Blue Plaques

GARRETT ANDERSON, Elizabeth (1836-1917)

Plaque erected in 1962 by London County Council at 20 Upper Berkeley Street, Marylebone, London, W1H 7PF, City of Westminster

All images © English Heritage

Profession

Physician

Category

Medicine

Inscription

ELIZABETH GARRETT ANDERSON 1836-1917 The first woman to qualify as a doctor in Britain lived here

Material

Ceramic

Elizabeth Garrett Anderson was the first woman to qualify as a doctor in Britain. It was while living at 20 Upper Berkeley Street in Marylebone from 1865 to 1874 that she set up her ground-breaking medical practice.

A black and white portrait photograph of  Elizabeth Garrett Anderson
For 19 years Elizabeth Garrett Anderson remained the only female member of the British Medical Association (1873–92) © National Portrait Gallery, London

QUALIFICATION

The elder sister of Millicent Garrett Fawcett, Elizabeth Garrett joined the Langham Place Group together with her friend, Emily Davies, in the 1850s. The group, which took its name from the offices of The English Woman’s Journal, was at the centre of an emerging women’s movement in Britain and Garrett began to campaign for extending women’s employment.

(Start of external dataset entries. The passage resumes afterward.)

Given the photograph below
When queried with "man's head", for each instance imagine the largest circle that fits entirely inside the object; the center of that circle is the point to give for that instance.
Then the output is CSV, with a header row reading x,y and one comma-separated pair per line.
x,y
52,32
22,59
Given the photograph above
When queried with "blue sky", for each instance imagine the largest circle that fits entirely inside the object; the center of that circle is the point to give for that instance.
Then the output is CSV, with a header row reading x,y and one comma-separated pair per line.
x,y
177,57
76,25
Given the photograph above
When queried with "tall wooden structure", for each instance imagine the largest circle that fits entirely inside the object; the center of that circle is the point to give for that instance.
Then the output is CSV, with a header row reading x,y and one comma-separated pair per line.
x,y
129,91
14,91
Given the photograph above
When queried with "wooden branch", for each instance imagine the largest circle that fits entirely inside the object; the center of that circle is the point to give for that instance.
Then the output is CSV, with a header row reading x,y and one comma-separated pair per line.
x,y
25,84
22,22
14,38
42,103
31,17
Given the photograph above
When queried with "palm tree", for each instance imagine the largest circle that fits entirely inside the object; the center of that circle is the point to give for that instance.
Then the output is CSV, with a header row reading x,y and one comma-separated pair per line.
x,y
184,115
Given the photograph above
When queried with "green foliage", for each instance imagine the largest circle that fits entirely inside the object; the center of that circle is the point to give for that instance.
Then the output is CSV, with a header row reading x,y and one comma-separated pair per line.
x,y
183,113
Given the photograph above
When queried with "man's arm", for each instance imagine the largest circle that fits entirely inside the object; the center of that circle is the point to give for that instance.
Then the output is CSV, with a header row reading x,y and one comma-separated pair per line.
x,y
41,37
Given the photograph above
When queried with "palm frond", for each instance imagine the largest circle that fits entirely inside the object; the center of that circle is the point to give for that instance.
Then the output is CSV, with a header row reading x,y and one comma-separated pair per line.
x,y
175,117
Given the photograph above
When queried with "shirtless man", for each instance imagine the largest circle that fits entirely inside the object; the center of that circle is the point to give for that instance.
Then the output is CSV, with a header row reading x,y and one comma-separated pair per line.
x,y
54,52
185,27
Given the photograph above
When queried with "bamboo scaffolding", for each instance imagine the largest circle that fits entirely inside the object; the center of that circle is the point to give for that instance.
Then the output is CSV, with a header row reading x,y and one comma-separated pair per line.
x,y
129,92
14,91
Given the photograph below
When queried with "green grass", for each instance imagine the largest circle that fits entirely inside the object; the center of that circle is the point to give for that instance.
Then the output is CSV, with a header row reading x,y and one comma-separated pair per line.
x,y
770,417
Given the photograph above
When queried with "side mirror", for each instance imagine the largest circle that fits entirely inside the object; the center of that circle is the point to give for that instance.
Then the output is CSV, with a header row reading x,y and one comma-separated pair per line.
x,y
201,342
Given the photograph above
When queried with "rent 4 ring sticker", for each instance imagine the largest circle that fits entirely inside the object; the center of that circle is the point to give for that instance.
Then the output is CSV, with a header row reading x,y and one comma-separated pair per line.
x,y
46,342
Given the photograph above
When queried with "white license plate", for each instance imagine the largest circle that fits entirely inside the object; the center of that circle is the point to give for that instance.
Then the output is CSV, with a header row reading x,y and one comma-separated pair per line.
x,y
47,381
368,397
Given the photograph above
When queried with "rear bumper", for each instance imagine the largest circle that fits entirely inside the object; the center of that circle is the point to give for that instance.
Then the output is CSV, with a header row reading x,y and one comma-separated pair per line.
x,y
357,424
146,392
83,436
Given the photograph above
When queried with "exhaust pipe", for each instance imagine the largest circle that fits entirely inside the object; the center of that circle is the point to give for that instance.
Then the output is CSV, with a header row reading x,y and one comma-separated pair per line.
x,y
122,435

After meeting Elizabeth Blackwell, an Englishwoman who had gained an MD in the United States, she became determined to train as a doctor. She sidestepped the ban on female medical students at universities and hospitals by studying privately, and exploited a loophole that allowed her to qualify as a Licentiate of the Society of Apothecaries in 1865. Her name was duly entered on the medical register.

PRACTICE

Later that year, Elizabeth Garrett moved to 20 Upper Berkeley Street, where she set up in practice and gave lectures on physiology to a female audience. In June 1866 she moved her practice around the corner to 69 Seymour Place, which opened as the St Mary’s Dispensary for Women and Children. This ‘nucleus of a hospital’ received its first in-patients in 1871, and as the New Hospital for Women moved to a larger building in Marylebone Road in 1874, and then to purpose-built premises in Euston Road in 1890. It was the first hospital in Britain to be staffed entirely by women, and appropriately was renamed after its founder in 1918.

LEGACY

Anderson’s work paved the way for the acceptance of women in the practice of medicine. The British examining bodies gradually opened their examinations to women and the London School of Medicine for Women was founded in 1874. Anderson was a lecturer there from 1875 to 1897 and served as its dean from 1883 to 1902. Soon afterwards, the London Hospital agreed to allow women to gain practical experience in its wards. For 19 years, Anderson was the only woman member of the British Medical Association, to which she was elected in 1873.

Elizabeth Garrett married the ship-owner JGS Anderson (1838/9–1907) in 1871 and three years later moved further down the street to 4 Upper Berkeley Street. This was the Andersons’ London home until 1902, when they retired to Aldeburgh, Suffolk. In 1908 Elizabeth Garrett Anderson was elected Mayor of Aldeburgh – an office previously held by her husband – thereby becoming Britain’s first female mayor. She died in Aldeburgh in 1917.